As for the error about reaching to OpenAI, this is somewhat of a bad error message coming out of Llama Index. Setting up the embed model with the provided values failed, so it starts trying to use OpenAI (its default).
my intent was to have a large overlap, and having lots of small files to help with small context... but after seeing the 200 hardcoded there I switched back to 1024 as chunksize... which didn't fix the problem I'm seeing:
with the model: jaigouk/nous-capybara-34b-q3:latest
and endpoint set to http://myotherhost:11434
resetting the embedding to bge-large-en-v1.5, or using salesforce/sfr-embedding-mistral with the chunksize at 1024/overlap 200
adding a 1mb markdown file (the hugo documentation)
2024-03-18 17:47:39,244 - helpers - INFO - Directory ~/ML_AI/local-rag/data did not exist so creating it
2024-03-18 17:47:39,250 - helpers - INFO - Upload README.md saved to disk
2024-03-18 17:47:39,253 - llama_index - INFO - Service Context created successfully
2024-03-18 17:47:39,255 - rag_pipeline - INFO - Documents are already available; skipping document loading
and attempting to chat with the info just results in a response of
'Please confirm settings and upload files before proceeding'
I know that local-rag has connected, as I see gets of '/api/tags' but I never see a post to 'api/chat' from local-rag...
nothing interesting is logged in local-rag.log
suggestions?
A possible contributor could be the lack of cuda ... as I'm running on macs... I haz no nvidia gear.. so with the included lockfile, the pipenv install
doesn't succeed... however it does if you remove the lockfile and let pipenv re-sort it's deps.
I'm trying the same process now on the machine that's running ollama locally (mbp m2 96g) to see if it behaves differently (tho I doubt it'll change anything)
Under Settings > Advanced, at the bottom you should be able to view the Application State.
Here you will need a few elements to successfully chat:
documents
- uploaded files/repos/websites are processed into documentsquery_engine
- a vectorized index of uploaded documents; will be used to chat with directlyservice_context
- holds configuration details regarding the embedding model, system prompt, etc.Initially these will be NULL
, but should have values after document processing.

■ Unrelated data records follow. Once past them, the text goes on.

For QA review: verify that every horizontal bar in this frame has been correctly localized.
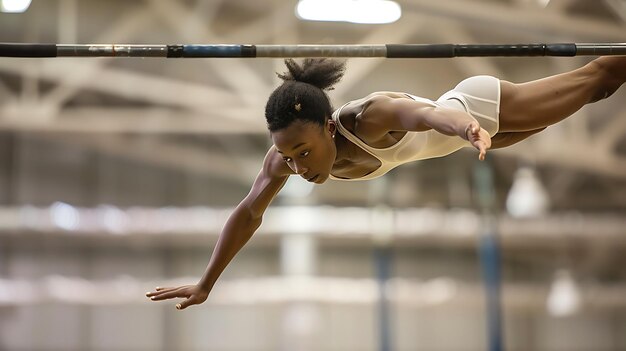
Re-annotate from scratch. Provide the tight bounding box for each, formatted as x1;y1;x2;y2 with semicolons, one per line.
255;45;386;57
57;44;168;57
575;43;626;56
0;43;57;57
0;43;625;58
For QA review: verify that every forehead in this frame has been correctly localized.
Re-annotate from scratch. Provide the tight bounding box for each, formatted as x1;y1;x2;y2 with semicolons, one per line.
271;121;323;147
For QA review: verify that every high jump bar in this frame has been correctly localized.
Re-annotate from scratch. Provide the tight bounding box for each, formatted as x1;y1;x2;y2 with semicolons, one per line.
0;43;625;58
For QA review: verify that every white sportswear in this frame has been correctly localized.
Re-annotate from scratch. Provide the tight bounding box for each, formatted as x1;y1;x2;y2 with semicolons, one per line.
329;75;501;181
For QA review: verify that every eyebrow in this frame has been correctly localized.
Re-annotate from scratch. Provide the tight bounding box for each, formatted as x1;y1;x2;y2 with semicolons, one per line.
276;142;307;154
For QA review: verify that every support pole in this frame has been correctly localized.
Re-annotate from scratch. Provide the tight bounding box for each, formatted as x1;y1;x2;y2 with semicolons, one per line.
474;161;504;351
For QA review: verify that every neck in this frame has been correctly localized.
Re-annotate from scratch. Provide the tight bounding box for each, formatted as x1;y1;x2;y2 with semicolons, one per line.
333;132;354;163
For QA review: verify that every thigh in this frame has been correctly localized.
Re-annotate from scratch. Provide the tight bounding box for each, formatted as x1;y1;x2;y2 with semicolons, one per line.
498;61;605;132
491;128;546;149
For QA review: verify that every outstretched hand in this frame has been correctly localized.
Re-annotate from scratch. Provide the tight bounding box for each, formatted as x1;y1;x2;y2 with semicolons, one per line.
466;121;491;161
146;284;209;310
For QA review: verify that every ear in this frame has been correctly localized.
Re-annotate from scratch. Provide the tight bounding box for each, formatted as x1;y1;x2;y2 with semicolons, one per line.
327;119;337;136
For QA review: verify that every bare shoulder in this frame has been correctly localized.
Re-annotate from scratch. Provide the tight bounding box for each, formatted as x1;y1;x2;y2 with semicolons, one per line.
339;93;397;127
353;92;408;137
361;91;430;114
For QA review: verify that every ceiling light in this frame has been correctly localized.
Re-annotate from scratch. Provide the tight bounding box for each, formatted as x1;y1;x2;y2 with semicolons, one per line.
547;269;581;317
505;167;550;218
1;0;32;13
296;0;402;24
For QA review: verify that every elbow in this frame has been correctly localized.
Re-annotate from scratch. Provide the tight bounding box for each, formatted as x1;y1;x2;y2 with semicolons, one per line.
237;204;263;230
245;206;264;225
249;213;263;231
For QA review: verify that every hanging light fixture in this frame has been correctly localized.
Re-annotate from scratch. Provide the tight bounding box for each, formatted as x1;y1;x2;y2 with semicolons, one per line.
546;269;582;317
505;167;550;218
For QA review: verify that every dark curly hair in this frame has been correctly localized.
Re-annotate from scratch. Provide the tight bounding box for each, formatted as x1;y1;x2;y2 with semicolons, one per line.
265;58;346;132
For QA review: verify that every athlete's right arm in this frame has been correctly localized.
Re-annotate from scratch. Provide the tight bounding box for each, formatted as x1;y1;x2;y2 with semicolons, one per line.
146;146;293;310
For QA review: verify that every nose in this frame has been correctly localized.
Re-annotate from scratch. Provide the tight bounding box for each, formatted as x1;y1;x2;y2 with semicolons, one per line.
293;162;309;175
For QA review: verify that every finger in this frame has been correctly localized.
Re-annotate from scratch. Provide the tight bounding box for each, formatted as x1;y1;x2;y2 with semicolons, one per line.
146;287;175;297
146;289;165;297
150;290;186;301
475;142;486;160
176;298;194;311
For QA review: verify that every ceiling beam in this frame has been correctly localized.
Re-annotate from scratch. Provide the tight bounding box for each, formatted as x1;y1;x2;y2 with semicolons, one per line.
333;13;423;101
404;0;626;40
0;107;266;134
603;0;626;22
40;5;157;112
148;1;270;108
495;141;626;180
0;61;243;119
39;133;261;184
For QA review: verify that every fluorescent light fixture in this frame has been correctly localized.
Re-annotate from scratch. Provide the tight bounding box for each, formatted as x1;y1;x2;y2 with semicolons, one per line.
50;202;80;231
296;0;402;24
1;0;32;13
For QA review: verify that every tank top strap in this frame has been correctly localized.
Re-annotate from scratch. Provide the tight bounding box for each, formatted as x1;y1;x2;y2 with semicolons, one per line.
329;103;395;181
331;103;384;161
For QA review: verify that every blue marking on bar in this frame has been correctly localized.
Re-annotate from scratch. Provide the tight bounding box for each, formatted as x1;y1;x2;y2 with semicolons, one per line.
182;45;243;58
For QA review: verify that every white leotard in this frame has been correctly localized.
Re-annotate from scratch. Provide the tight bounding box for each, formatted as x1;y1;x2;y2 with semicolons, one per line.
329;75;500;181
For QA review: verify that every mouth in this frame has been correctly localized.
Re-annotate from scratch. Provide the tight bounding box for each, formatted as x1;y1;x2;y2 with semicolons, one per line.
306;174;319;182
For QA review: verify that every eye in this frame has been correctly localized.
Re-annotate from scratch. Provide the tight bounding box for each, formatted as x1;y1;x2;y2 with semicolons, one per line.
300;151;310;157
283;157;292;162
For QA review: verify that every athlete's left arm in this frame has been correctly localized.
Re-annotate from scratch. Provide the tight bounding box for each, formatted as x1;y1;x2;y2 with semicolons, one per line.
362;95;492;160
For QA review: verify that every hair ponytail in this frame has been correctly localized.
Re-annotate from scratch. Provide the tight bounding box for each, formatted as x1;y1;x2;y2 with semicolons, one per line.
277;58;346;91
265;59;346;132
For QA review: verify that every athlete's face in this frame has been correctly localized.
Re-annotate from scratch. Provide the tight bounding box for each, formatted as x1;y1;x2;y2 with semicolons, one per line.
271;119;337;184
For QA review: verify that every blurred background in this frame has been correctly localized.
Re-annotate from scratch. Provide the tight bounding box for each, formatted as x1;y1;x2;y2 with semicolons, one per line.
1;0;626;350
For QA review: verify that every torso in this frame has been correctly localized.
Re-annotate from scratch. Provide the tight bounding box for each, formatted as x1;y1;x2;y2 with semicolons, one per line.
330;92;426;179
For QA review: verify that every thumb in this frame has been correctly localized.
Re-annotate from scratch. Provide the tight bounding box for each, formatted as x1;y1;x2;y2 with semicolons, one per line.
176;298;194;310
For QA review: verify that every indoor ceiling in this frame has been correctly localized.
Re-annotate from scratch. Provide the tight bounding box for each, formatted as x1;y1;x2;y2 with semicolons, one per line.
0;0;625;211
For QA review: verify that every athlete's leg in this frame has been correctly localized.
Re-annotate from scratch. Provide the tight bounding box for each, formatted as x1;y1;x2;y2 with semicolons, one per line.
498;56;626;132
490;128;546;149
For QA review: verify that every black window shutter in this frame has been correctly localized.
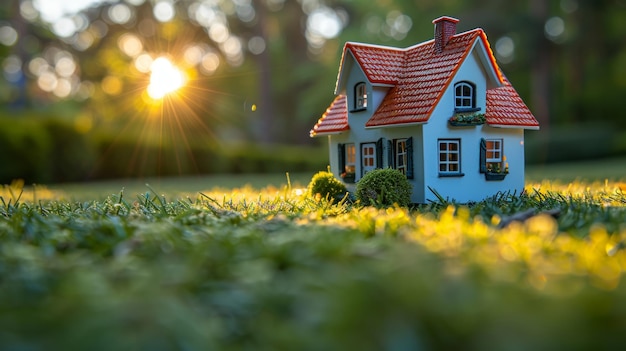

If any of these items are still NULL
after processing, it may indicate that an error was encountered when loading documents, setting up the embedding model, or transforming the documents using the embedding model.
Sample View:
A possible contributor could be the lack of cuda ... as I'm running on macs... I haz no nvidia gear.. so with the included lockfile, the
pipenv install
doesn't succeed... however it does if you remove the lockfile and let pipenv re-sort it's deps.I'm trying the same process now on the machine that's running ollama locally (mbp m2 96g) to see if it behaves differently (tho I doubt it'll change anything)
Not having cuda should not cause issues here as the default is to use cpu unless cuda is available. I'll work to update the Pipfile however to ensure smoother installation for Mac users. Thanks for the note.
well... I'm getting a response (or at least it's not behaving the same) on the MBP m2 with ollama running locally.... so I'm gonna try again once this host finishes indexing the document (4h to index a 1.5mb md file... I find it hard to understand why it would take so long... but that's orthogonal to this issue... so I'mma drop the 'please confirm settings' thing until I can narrow down a why )
Do you have a link to the MD file you are using? I can use it in some testing.
Next release will migrate the way settings are applied in the backend and should prevent odd OpenAI related errors.
will create another issue for the chunk overlap not being propagated from the UI ... but
my scenario is I have ollama running on an adjacent host. and am running local-rag on my desktop. upon opening it, I added a website to be indexed, after validating that local-rag saw my ollama instance and selecting the embedding model, and changing chunk size and overlap to 128 and 16 respectively for shiggles.
that.... doesn't seem like its spozed to do that, right? :) (what info would be helpful here?)